[conntrack-tools PATCH 4/4 v2] doc/manual/conntrack-tools: include some bits about init systems

[conntrack-tools PATCH 4/4 v2] doc/manual/conntrack-tools: include some bits about init systems

[Arturo Borrero Gonzalez]

Update the conntrack-tools manual to include some bits regarding init systems
and the integration with systemd.

More on this topic here:
 http://ral-arturo.blogspot.com.es/2016/08/why-conntrackd-in-debian-is-better-with.html

Suggested-by: Pablo Neira Ayuso <pablo@netfilter.org>
Signed-off-by: Arturo Borrero Gonzalez <arturo.borrero.glez@gmail.com>
---
v2: include suggestions reported by Rami Rosen.
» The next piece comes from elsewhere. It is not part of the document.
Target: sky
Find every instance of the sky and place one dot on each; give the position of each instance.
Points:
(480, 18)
 doc/manual/conntrack-tools.tmpl |   51 +++++++++++++++++++++++++++++++++++++++
 1 file changed, 51 insertions(+)

diff --git a/doc/manual/conntrack-tools.tmpl b/doc/manual/conntrack-tools.tmpl
index 87a792e..3e83d78 100644
--- a/doc/manual/conntrack-tools.tmpl
+++ b/doc/manual/conntrack-tools.tmpl
@@ -1185,4 +1185,55 @@ not enough space errors:                   0
 
 </chapter>
 
+  <chapter id="system-integration"><title>System integration</title>
+
+  <para>
+	You may want to integrate conntrackd into your system in order to build
+	a robust firewall cluster. You should take a look at how the linux
+	distro of your choose does this, as there are some interesting things
+	to take into account.
+  </para>
+
+  <para>
+	Depending on the architecture of the firewall cluster, you may want to
+	sync each node after a fallback operation, so the new node
+	inmediately knows the connection of the other. This is specially
+	interesting in <emphasis>Active-Active</emphasis> mode.
+  </para>
+
+  <para>
+	This can be done using <emphasis>conntrackd -n</emphasis> just after
+	the new node has joined the conntrackd cluster, for example at boot
+	time. These operations require the main conntrackd daemon to open the
+	UNIX socket to receive the order from the
+	<emphasis>conntrackd -n</emphasis> call.
+  </para>
+
+  <para>
+	Care must be taken that no race conditions happens (i.e, the UNIX
+	socket is actually opened before <emphasis>conntrackd -n</emphasis> is
+	launched). Otherwise, you may end with a new node (after fallback)
+	which doesn't know any connection states from the other node.
+  </para>
+
+  <para>
+	Since <emphasis>conntrack-tools 1.4.4</emphasis>, the conntrackd
+	daemon includes integration with <emphasis>libsystemd</emphasis>. If
+	conntrackd is configured at build time with this support
+	(using <emphasis>--enable-systemd</emphasis>), then you can
+	use <emphasis>Systemd on</emphasis> in the
+	<emphasis>conntrackd.conf</emphasis> main configuration file.
+	To benefit from this integration, you should use a systemd service file
+	of <emphasis>Type=notify</emphasis>, which also includes support for
+	the systemd watchdog.
+  </para>
+
+  <para>
+	Using systemd and conntrackd with libsystemd support and a service file
+	of Type=notify means that conntrackd will notify of its readiness to
+	systemd, so you can launch <emphasis>conntrackd -n</emphasis> safely,
+	avoiding such race conditions.
+  </para>
+
+  </chapter>
 </book>

Re: [conntrack-tools PATCH 4/4 v2] doc/manual/conntrack-tools: include some bits about init systems

[Pablo Neira Ayuso]

On Mon, Sep 05, 2016 at 09:16:45AM +0200, Arturo Borrero Gonzalez wrote:
> Update the conntrack-tools manual to include some bits regarding init systems
> and the integration with systemd.
> 
> More on this topic here:
>  http://ral-arturo.blogspot.com.es/2016/08/why-conntrackd-in-debian-is-better-with.html
> 
> Suggested-by: Pablo Neira Ayuso <pablo@netfilter.org>
> Signed-off-by: Arturo Borrero Gonzalez <arturo.borrero.glez@gmail.com>
> ---
> v2: include suggestions reported by Rami Rosen.

Applied, thanks.

Rami, thanks a lot for reviewing this too.